The EU ETS was created in 2005. According to the EU, the ETS places a cap—or limit—on the total amount of certain greenhouse gases that can be emitted by the factories, power plants and other installations in the system. Within this cap, companies receive emission allowances, which they can sell to or buy from one another as needed.
This was originally scheduled to take effect for the airline industry on January 1, 2012. The EU maintains that under the ETS at the end of each year a company must either surrender the allowances needed to cover their actual emissions or pay steep fines. And the WSJ report also noted that the ETS has met strong resistance and raised fears of a trade war, with opponents saying it is exceeding its legal authority by imposing emissions charges for flights outside the EU.
“Aviation is a global industry and we are pleased the EU now appears to be focused on working with the international community rather than unilaterally imposing an emissions tax on other nations’ air carriers,” said Transportation and Infrastructure Committee Chairman Bill Shuster (R-PA), Full Committee Ranking Member Nick J. Rahall, II (D-WV), Aviation Subcommittee Chairman Frank LoBiondo (R-NJ), and Aviation Subcommittee Ranking Member Rick Larsen (D-WA), in a statement.

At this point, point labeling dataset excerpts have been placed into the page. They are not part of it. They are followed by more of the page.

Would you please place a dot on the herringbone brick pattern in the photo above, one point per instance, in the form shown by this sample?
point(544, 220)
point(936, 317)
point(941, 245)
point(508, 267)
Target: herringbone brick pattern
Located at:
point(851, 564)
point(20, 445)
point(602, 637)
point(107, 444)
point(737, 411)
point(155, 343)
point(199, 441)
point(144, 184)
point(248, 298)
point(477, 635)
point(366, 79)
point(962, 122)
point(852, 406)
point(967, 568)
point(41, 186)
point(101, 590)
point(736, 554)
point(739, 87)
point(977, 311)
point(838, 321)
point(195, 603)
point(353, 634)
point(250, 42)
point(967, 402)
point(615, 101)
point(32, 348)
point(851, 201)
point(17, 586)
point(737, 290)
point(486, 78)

United States-based opposition to the ETS has been clear for some time.
In November, the House T&I’s Committee’s Aviation Subcommittee penned a letter to Department of Transportation Secretary Anthony Foxx, calling on Foxx to protect U.S. aircraft operators from unfairly being subjected to the ETS while a global plan to reduce emissions is being developed.
That agreement was outlined in the letter to Foxx, which the subcommittee said was achieved at the International Civil Aviation Organization (ICAO) in October 2013. This plan is based on the ICAO General Assembly agreeing to develop a global-based mechanism between now and 2016 to reduce aviation emissions, which if agreed to, would take effect in 2020.
The lawmakers added in the letter they maintain the EU’s amendment to the ETS “violates the spirit of the ICAO agreement, as it would unilaterally be applied to portions of U.S. flights to and from the EU.”
Brandon Fried, executive director of the Washington, D.C.-based Airforwarders Association, told LM that the recent change of heart from the EU regarding its plans to not include a carbon tax for flights in and out of Europe is welcomed news.
“The Airforwarders Association views the European Union’s decision to reverse its plans to impose a carbon tax on non-EU carriers operating long haul flights in and out of Europe as a positive development not only for passengers but cargo shippers as well,” said Fried. “The rescinded scheme would have increased costs for our airline partners ultimately raising rates for customers without any significant impact on reversing the climate change problem. A more preferable solution should include all nations together in arriving at a single policy to address this significant issue.”